In courtship, a Chickasaw man would play a flute for a woman he desired as a potential partner. If the woman’s father approved of the man, the two would join as partners.

Bruton-Bluemel said it’s important for non-native peoples to realize that there were hundreds of tribes and cultures before the land known as the Americas were colonized.

“Most people tend to assume that there’s only two types of Indians: There’s the plains people with the big war bonnets and then there’s Navajos, so I think it’s important to remember that there are hundreds of different cultures,” she said.

She also said that a major problem facing native cultures is the loss of language. Currently, there are very few speakers of the Muskogeean language, which is shared in varied dialect by both the Chickasaw and the Choctaw.

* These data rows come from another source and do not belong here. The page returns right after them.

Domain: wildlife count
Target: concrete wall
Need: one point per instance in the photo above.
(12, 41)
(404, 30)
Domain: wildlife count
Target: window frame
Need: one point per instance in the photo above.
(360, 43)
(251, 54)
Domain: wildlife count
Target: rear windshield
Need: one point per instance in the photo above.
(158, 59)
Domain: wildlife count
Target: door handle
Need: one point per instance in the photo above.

Bruton-Bluemel said she sometimes gets mistaken for a non-native because she doesn’t wear native clothing when she goes to places like Walmart, a traditional marketplace where many natives go.

“There’s so many people that I’ll see that will say ‘You’re not Indian, you’re not dressed like one!’ Well, in every day life I wear blue jeans and a T-shirt,” she said, “Most Indians I know, they don’t wear their regalia to go to Walmart.”

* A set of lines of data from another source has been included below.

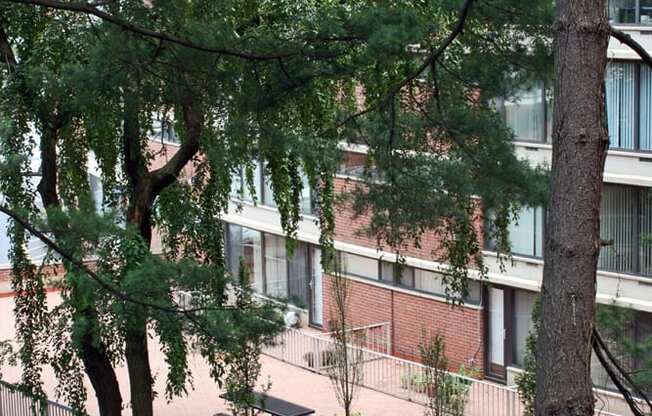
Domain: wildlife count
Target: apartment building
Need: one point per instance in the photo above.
(489, 331)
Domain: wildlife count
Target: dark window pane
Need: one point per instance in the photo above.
(622, 11)
(620, 86)
(616, 224)
(299, 274)
(645, 12)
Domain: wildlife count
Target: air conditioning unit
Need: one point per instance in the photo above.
(291, 319)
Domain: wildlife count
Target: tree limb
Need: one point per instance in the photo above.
(430, 59)
(635, 46)
(169, 172)
(616, 372)
(94, 276)
(91, 9)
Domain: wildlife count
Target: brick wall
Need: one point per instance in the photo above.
(462, 327)
(350, 228)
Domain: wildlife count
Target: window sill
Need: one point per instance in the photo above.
(269, 208)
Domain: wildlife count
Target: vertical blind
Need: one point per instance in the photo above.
(276, 270)
(525, 114)
(645, 108)
(621, 95)
(617, 224)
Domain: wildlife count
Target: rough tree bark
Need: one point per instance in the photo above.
(144, 187)
(97, 363)
(580, 141)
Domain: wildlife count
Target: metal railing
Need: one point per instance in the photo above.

Life as a Native American Today

Political science sophomore Marisa Lucky is part of the Cheyenne-Arapaho tribe and is one-fourth Choctaw. She said she feels that a month isn’t sufficient to acknowledge the full history of native peoples — especially because it falls during the same month as Thanksgiving.

“I’m not really a supporter of Thanksgiving,” she said. “I think there’s a lot of misconceptions. ‘That’s all we get?’ is how I feel.”

Living in Texas, where according to the 2010 U.S. Census only 1 percent of the population identifies as American Indian or Alaskan Native, Lucky said its hard to find other native people on campus. Currently, there are about 2.9 million people identified as Native American or Native Alaskan in the country according to the census.

Many people don’t acknowledge the harsh mistreatment and colonization of native people in the Americas, Lucky said. In a continent where there were many millions of native people and hundreds of tribes, she said its hard to connect with her culture that seems have disappeared now.

Along with that, she said the hardships native people face today are magnified compared to those of non-native peoples.

“History of alcoholism, history of diabetes — those are all very serious on reservations and in native communities,” she said.

Suicide is also the second leading cause of death among native peoples aged 15 to 34 according to the Centers for Disease Control and Prevention.

Lucky said that when her culture is brought up in an everyday setting, some people still associate indigenous people with savages.

“I think it’s funny how we have Halloween right before Native American awareness month. You have people dressing as Pocahontas and Sacagawea or Cowboys and Indians kind of stuff. I don’t know if they understand the ramifications of that.”